The right place for an argument
Logic gives way to funny as James Gangl revives Neil Muscott’s Comedy Debate
There are probably very few people who share an enthusiasm for improv and the rigours of parliamentary debate. James Gangl is apparently one of them and — disclosure! — I might as well hold up my hand too. Chalk it up to too many years on, and being way too into, my high school debating team that I still feel a certain shudder of procedural thrill whenever someone cites Robert's Rules of Order.
Not that there was much of that at the opening of James Gangl's Comedic Argument, though someone did, amazingly, call a point of order amid the hubbub as the divorce lawyer team was polishing off the "circle researchers."
Gangl (Dreadwood), who moderates the whole affair, has lifted the idea with all due credit from Neil Muscott’s Comedy Debate, which ran some years ago at the old Tim Sims Playhouse. Each round sees two teams of two improvisers each face off on some issue shouted out by the audience. You know, real, ripped-from-the-headlines stuff like public stoning or the search for alien life.
That last one worked out especially well, with the reliable Alana Johnston and Sean Tabares as a pair of befuddled Poindexters up against the aforementioned, slicker-than-spit barristers. Tom McKay's character was not far removed from the drawling patriarch he played in Hot Oil Barons in Love, while Jerry Schaefer all but oozed across the Bad Dog stage, enjoyably unctuous as one of those hog-jowled speechmakers who show up in so many Deep South courtroom dramas.
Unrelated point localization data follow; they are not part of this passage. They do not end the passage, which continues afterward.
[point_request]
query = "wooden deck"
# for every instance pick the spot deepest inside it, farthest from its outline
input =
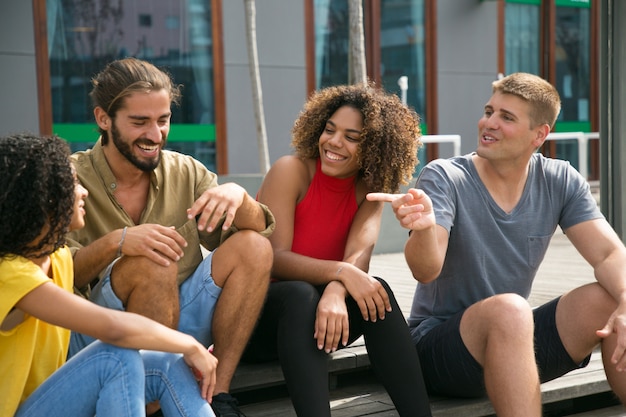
(562, 269)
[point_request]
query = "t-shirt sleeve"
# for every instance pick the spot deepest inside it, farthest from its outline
(435, 182)
(579, 205)
(18, 277)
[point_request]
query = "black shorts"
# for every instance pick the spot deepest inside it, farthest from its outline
(450, 369)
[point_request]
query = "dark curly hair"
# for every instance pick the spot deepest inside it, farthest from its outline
(36, 194)
(387, 153)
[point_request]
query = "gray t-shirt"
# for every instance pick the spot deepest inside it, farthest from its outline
(490, 251)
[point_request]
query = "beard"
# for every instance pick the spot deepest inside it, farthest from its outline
(126, 150)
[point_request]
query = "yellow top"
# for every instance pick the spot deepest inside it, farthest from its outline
(31, 351)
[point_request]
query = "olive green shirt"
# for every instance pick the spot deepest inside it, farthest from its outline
(174, 186)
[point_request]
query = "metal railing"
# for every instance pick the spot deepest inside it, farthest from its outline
(583, 140)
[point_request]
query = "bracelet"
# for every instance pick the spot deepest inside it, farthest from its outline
(119, 245)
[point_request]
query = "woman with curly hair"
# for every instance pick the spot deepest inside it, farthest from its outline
(40, 201)
(348, 141)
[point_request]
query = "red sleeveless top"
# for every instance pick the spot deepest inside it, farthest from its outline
(324, 217)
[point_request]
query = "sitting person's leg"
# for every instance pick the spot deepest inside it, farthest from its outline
(170, 381)
(469, 355)
(304, 365)
(101, 380)
(577, 315)
(393, 357)
(241, 268)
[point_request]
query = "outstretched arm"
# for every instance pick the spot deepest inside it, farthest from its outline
(598, 243)
(56, 306)
(425, 250)
(232, 200)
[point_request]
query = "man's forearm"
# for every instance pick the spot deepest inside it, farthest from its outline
(250, 216)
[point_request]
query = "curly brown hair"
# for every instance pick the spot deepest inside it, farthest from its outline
(36, 194)
(124, 77)
(387, 153)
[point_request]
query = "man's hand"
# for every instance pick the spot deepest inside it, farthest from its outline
(161, 244)
(331, 321)
(214, 202)
(414, 210)
(204, 367)
(617, 324)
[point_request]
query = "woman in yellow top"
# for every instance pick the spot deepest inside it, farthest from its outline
(40, 200)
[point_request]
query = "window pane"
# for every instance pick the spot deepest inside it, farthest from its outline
(175, 35)
(403, 50)
(572, 62)
(522, 38)
(332, 42)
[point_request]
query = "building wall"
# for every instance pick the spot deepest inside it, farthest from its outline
(467, 52)
(281, 51)
(18, 99)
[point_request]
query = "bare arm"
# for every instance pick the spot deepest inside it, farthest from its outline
(159, 243)
(56, 306)
(426, 248)
(598, 243)
(234, 202)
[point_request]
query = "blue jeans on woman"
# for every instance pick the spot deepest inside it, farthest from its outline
(109, 381)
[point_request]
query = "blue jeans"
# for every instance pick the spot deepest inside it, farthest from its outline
(109, 381)
(198, 297)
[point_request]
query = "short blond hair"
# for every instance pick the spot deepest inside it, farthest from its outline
(544, 100)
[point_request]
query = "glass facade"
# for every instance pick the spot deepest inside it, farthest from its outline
(84, 35)
(403, 50)
(571, 59)
(522, 48)
(401, 40)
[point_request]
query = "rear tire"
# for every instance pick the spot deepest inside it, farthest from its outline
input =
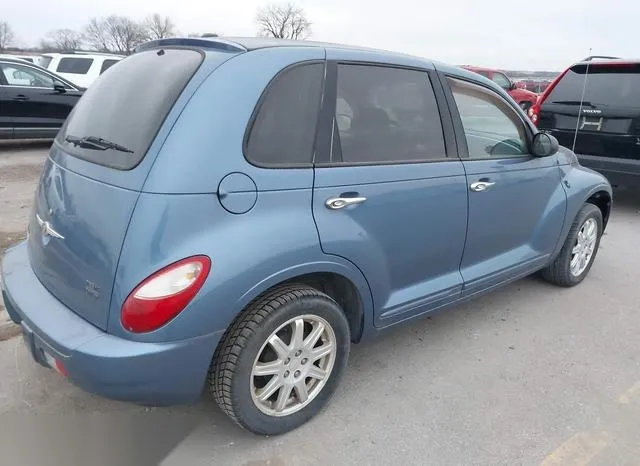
(579, 250)
(275, 336)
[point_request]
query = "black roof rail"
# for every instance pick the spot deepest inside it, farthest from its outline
(592, 57)
(215, 43)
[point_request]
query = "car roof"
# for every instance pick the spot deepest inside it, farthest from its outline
(608, 61)
(74, 53)
(248, 44)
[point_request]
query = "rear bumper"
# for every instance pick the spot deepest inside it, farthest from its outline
(619, 172)
(146, 373)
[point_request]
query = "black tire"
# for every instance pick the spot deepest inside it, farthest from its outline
(559, 272)
(230, 376)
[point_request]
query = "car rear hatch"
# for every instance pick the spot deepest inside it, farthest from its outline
(603, 122)
(92, 179)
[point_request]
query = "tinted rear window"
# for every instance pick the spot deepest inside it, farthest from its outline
(127, 106)
(74, 65)
(615, 85)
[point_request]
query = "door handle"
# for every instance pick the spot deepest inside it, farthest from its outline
(335, 203)
(480, 186)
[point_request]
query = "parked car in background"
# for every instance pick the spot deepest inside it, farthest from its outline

Though evenly matched as performers, the lawyers made short work of the circle researchers (Shades of Tim Sims again, by way of Rory Tate!) — patching together an argument that ETs would be good for tourism. (It's curious how the leaps of logic heard from improv debaters aren't that different from those of high-school teams. Or from those heard on CPAC, for that matter.)
McKay and Schaefer were a hoot, well matched with the show's faux formality, though Ken Hall and Isaac Kessler did well as — brace yourself for an obscure reference — the midget/giant duo from Mad Max Beyond Thunderdome. Hall, perched atop Kessler's shoulders for the entire round, didn't have much to say except that movie's "Two men enter, one man leaves" line, and Kessler was limited by his role to just caveman-ish hoots and grunts, yet they still managed to out-funny their opponents.
It would be interesting to see the show tweaked so that the personae of the teams also came from audience suggestions. Gangl has put together an ace lineup of performers, which bodes well for the remaining shows. But if Friday's debut of the Comedic Argument had a weak spot, it was that some of the teams seemed to arrive too familiar with their characters — with things a little too mapped out.
And yet, going in that direction on Friday night would have robbed us all of Lisa Merchant and Alex Hatz as the Ethnic Eccentrics — recurring and seemingly all-purpose characters who should be brought out much more often.